Distributed denial-of-service (DDoS) attacks

“We are getting killed [by DDoS attacks],” Maughan said. He estimated that today’s DDoS attacks, which seek to cripple Internet sites and services by flooding them with network traffic, are capable of generating 400 gigabits per second of data. Five years ago, he said, that figure was 40.

“So an order of magnitude [increase] in five years,” he said. “If that happens again, what are we going to do with 4 terabits a second?”

Everything mobile

“The volume of devices is just going to go up,” Maughan said. “It’s all going to be mobile, and most of it’s not secure.”

Last year, DHS headed up a team spanning the federal government to develop the first Mobile Security Reference Architecture. The department also launched the Mobile Carwash, a cloud-based system for vetting the design, security and engineering of mobile applications. The Carwash is available to other agencies.

Cyberphysical systems

In other words, the Internet of Things. “We are betting our lives on what we call cyberphysical systems,” Maughan said. “Your car is nothing more than a computer on wheels. There’s no security in the design of that system. Your medical device? Computer. Smart grid? Computer.
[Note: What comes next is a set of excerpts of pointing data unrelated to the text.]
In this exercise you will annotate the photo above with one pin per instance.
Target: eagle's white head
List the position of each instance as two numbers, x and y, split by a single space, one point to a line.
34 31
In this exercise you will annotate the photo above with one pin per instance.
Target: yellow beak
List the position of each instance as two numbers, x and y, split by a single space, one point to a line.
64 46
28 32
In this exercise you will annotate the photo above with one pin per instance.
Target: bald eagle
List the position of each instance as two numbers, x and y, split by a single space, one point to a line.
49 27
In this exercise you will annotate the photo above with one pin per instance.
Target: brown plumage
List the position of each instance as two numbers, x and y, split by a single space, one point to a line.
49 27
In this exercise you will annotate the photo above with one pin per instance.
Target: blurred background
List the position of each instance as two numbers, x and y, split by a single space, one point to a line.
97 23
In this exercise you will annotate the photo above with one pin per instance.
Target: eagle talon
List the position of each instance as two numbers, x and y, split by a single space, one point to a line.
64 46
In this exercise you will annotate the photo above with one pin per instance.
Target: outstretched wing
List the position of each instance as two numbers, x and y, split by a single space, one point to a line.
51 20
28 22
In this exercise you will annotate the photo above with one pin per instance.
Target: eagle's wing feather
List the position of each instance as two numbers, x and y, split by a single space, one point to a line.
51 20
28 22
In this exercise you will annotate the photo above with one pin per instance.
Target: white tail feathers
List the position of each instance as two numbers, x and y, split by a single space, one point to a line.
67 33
UAV [unmanned aerial vehicle]? Computer. All of those systems are vulnerable.”

According to the cyber security division chief, a significant security risk is the lack of control over how the disparate products and technologies that are connecting to the Internet are manufactured. How can we know whether a device that connects to the network is 100 percent secure?

“A lot of it is the supply chain,” Maughan explained. “Ford doesn’t build the car; they just integrate everything they get from other people.” It’s important to be able to trust the production of Internet-connected devices.

Humans

“We are the weakest link in this chain,” Maughan said. “It’s not just education; it’s awareness, training, usability.”

Maughan believes that modern-technology solutions — including security solutions — are still too difficult for many people to use correctly. And if they can’t use the technology, they won’t.

“Many of you don’t use your device because it’s really hard to use,” he said. “You don’t add security or use security because the guy who did it was a Ph.D., and he thought everybody would be able to figure it out. Most of the security that does not get deployed does not get deployed because it is not easily usable.”